The duration of super-refractory status epilepticus (SRSE) impacts the severity of cortical and subcortical atrophy, results from a small study indicate.
The findings were published in JAMA Neurology.
Despite prior investigations, the prevalence and severity of atrophy after SRSE is not well known, however,“In the hours, days, and weeks after prolonged seizures, long-term changes in gene expression and chronic microhemorrhages due to an altered blood-brain barrier result in seizure-induced neuronal death and neuronal reorganization,” the study authors, led by Sara Hocker, MD, of Mayo Clinic in Rochester, Minn., wrote.
In order to better understand how SRSE and anesthetic agents affect brain atrophy, Dr Hocker and colleagues conducted a retrospective review of medical records from patients admitted to Mayo Clinic Hospital with SRSE from January 1, 2001 to December 30, 2013. Patients 18 years or older with SRSE, an initial MRI within 2 weeks of SRSE onset, another MRI within 6 months of SRSE resolution, and a minimum of 1 week between scans were included in the analysis.
Ultimately, 19 patients were included (10 men, 9 women; median age 41). Anesthetic agents, including midazolam hydrochloride (n=17), propofol (n=9), pentobarbital sodium (n=8), ketamine hydrochloride (n=5), phenobarbital (n=2), and isoflurane (n=1) were used for a median of 13 days, with patients receiving a median of 2.4 different anesthetic agents over the course of treatment.

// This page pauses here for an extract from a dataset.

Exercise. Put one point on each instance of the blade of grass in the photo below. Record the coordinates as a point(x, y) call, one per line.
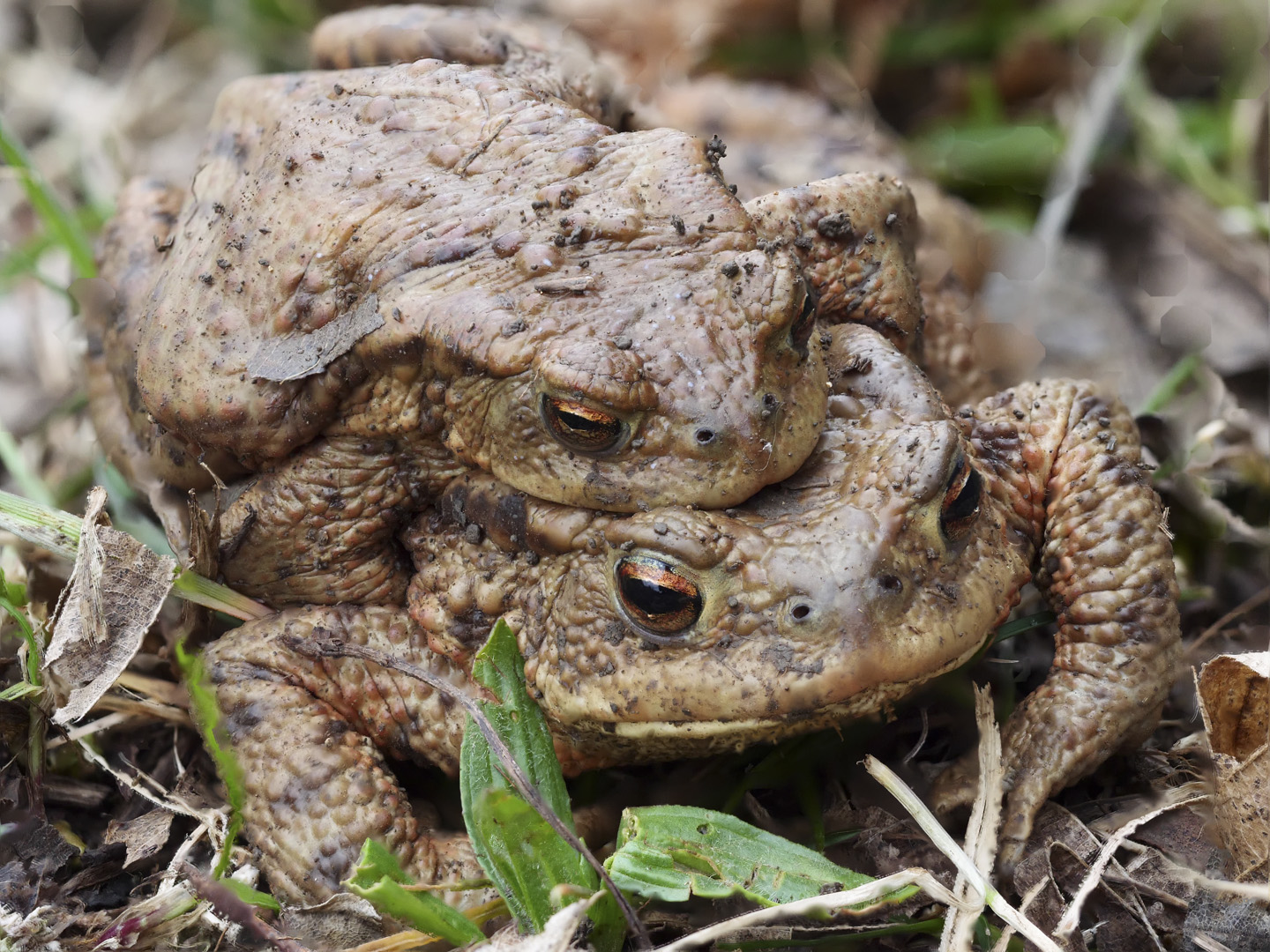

Median ventricular brain ratio (VBR) at the initial MRI (0.06; IQR, 0.04-0.07) was significantly different from the median VBR at follow-up MRI (0.08; IQR, 0.07-0.12) (z = −3.82; P < .001). The median change in VBR (ΔVBR) was 23.3%, with a higher value signifying greater parenchymal loss. There were significant positive correlations between ΔVBR and duration of anesthetic treatment (ρ = 0.54; P = .02) and length of hospital stay (ρ = 0.64; P = .003). The researchers also found significant negative correlations between ΔVBR and age, with mean VBR on initial MRI greater in patients older than 50 years.

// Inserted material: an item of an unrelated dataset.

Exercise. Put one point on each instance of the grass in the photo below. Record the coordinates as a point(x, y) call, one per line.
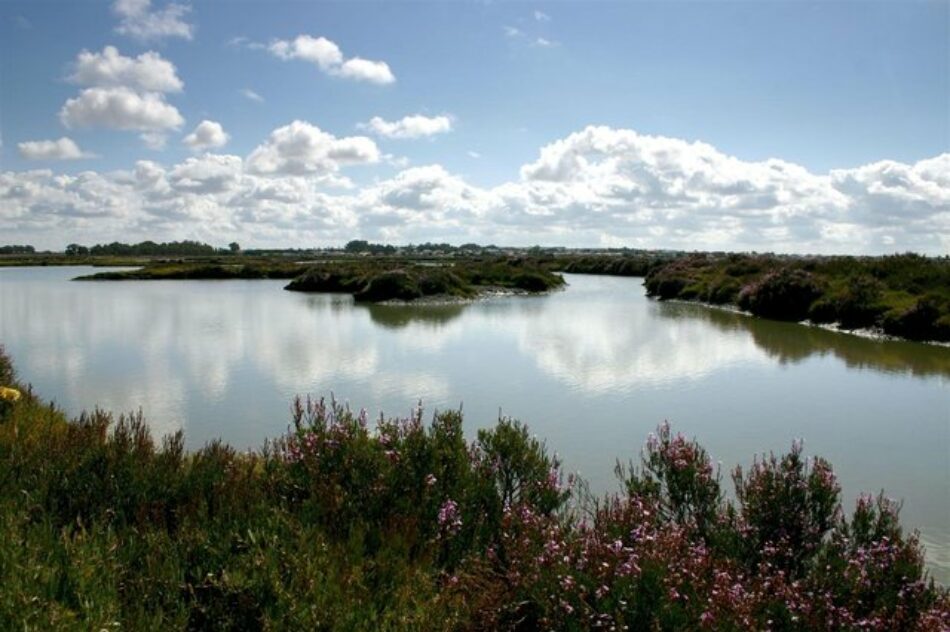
point(906, 296)
point(368, 281)
point(399, 524)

Notably, no significant correlation was found between ΔVBR and Modified Rankin Scale score at admission (ρ = 0.13; P = .59), discharge (ρ = 0.13; P = .61), and follow-up (ρ = 0.13; P = .66).
“Our study is, to our knowledge, the first to document the development of diffuse brain atrophy despite control of SRSE using quantitative imaging,” the authors wrote. “This finding suggests that parenchymal loss is ongoing, even after control of seizures with anesthetic drugs. The correlation between duration of anesthetic drug requirement and degree of global brain atrophy further strengthens the validity of the association.”
It is important to note that this study was not statistically powered to qualify whether the noted parenchymal atophy was a result of complications secondary to status epilepticus, anticonvulsant effect, or a direct cause of epileptic complications. The authors suggest that future studies should focus on the association of atrophy with clinical variables and its impact on the long-term cognitive prognosis of SRSE survivors.
Dr Hocker disclosed serving as a consultant for a clinical trial investigating allopregnanolone use for SRSE sponsored by SAGE Therapeutics. Mr Hanson disclosed receiving personal fees from AnalyzeDirect. Dr Britton disclosed serving as a coinvestigator for clinical trials investigating the use of cannabidiol in Lennox-Gastaut and Dravet syndrome sponsored by GW Pharma.
Hocker S, Nagarajan E, Rabinstein AA, Hanson D, Britton JW. Progressive brain atrophy in super-refractory status epilepticus. JAMA Neurol. 2016 Aug 15. doi:10.1001/jamaneurol.2016.1572.